Insgesamt waren die Nebenwirkungen vergleichbar mit der bestehenden Therapie. Zwar wurden häufiger vorübergehende und reversible erhöhte Leberwerte unter Fenebrutinib beobachtet, jedoch traten schwere Nebenwirkungen in beiden Behandlungsgruppen ähnlich häufig auf. Diese Ergebnisse wurden im Rahmen des Kongresses Americas Committee for Treatment and Research in Multiple Sclerosis (ACTRIMS) vorgestellt und knüpfen an die Ankündigung von Roche im November 2025 an, wonach die FENtrepid-Studie sowie die erste von zwei Phase-III-Studien zur schubförmigen Multiplen Sklerose (RMS) ihre primären Endpunkte erreicht haben.

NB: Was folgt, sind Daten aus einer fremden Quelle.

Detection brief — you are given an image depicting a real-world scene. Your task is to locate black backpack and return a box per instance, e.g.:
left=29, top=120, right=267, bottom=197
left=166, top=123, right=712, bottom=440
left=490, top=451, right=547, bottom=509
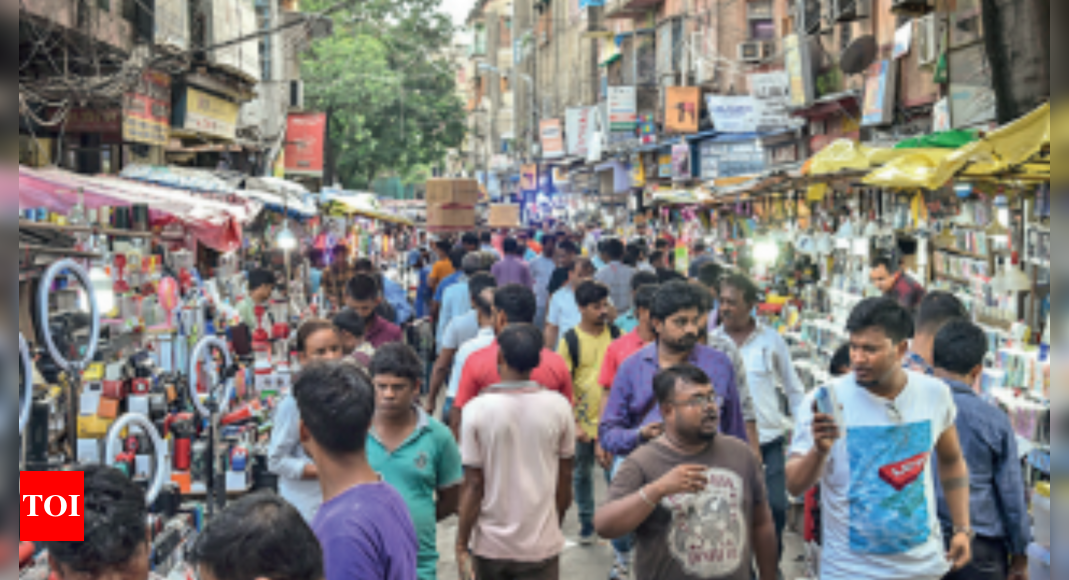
left=564, top=325, right=622, bottom=381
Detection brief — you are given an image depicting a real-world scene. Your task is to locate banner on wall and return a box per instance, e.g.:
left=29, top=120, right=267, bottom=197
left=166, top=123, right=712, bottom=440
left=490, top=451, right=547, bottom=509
left=671, top=144, right=693, bottom=182
left=706, top=95, right=757, bottom=132
left=564, top=107, right=593, bottom=157
left=749, top=70, right=805, bottom=132
left=665, top=87, right=701, bottom=134
left=539, top=119, right=564, bottom=159
left=862, top=60, right=898, bottom=127
left=520, top=164, right=538, bottom=192
left=285, top=113, right=327, bottom=177
left=608, top=87, right=638, bottom=134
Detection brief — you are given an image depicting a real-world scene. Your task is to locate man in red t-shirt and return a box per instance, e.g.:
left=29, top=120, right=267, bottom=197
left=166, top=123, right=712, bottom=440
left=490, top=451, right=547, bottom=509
left=450, top=285, right=575, bottom=433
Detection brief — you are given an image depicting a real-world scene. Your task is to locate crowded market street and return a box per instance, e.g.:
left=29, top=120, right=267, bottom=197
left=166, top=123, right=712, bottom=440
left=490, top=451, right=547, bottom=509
left=16, top=0, right=1051, bottom=580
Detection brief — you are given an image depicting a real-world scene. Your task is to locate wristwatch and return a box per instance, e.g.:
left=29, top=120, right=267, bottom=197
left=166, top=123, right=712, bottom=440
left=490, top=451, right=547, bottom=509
left=954, top=526, right=976, bottom=543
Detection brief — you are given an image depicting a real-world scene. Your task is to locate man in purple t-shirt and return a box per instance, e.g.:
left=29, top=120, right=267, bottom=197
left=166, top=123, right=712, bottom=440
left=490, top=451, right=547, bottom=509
left=294, top=362, right=419, bottom=580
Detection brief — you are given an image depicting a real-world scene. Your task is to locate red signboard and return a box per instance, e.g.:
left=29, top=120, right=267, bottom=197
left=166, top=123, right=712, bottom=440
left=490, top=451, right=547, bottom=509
left=123, top=70, right=171, bottom=145
left=285, top=113, right=327, bottom=176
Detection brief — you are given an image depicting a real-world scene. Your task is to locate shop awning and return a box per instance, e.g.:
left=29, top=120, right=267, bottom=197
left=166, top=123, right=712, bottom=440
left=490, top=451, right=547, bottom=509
left=864, top=105, right=1051, bottom=189
left=18, top=167, right=257, bottom=252
left=321, top=193, right=415, bottom=225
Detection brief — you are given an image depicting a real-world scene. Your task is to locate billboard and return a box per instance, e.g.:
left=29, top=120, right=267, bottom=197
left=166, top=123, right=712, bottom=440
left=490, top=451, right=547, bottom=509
left=285, top=113, right=327, bottom=176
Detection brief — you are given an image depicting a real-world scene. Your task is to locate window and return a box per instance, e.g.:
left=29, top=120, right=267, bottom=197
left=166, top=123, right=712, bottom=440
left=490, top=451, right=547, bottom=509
left=749, top=20, right=776, bottom=41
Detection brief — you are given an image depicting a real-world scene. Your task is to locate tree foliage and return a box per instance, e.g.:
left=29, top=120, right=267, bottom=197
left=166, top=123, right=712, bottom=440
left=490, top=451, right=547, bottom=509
left=301, top=0, right=466, bottom=190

Für das erste Halbjahr 2026 erwartet Roche die Resultate der zweiten RMS-Studie (FENhance 1). Danach plant das Unternehmen, die kombinierten Daten aller Phase-III-Studien zur Zulassung einzureichen. Das oral zu nehmende Fenebrutinib hat eine hohe Zielgenauigkeit und wirkt durch die Blockade des Enzyms BTK, das eine Schlüsselrolle bei Entzündungen spielt. Seine temporäre Bindung an das Enzym könnte potenziell die Nebenwirkungen reduzieren. Fenebrutinib zeigt eine hohe Selektivität, indem es die B-Zellen im Blut sowie Mikroglia im Gehirn anspricht, die für akute und chronische Entzündungen verantwortlich sind und langfristig Behinderungen verursachen können.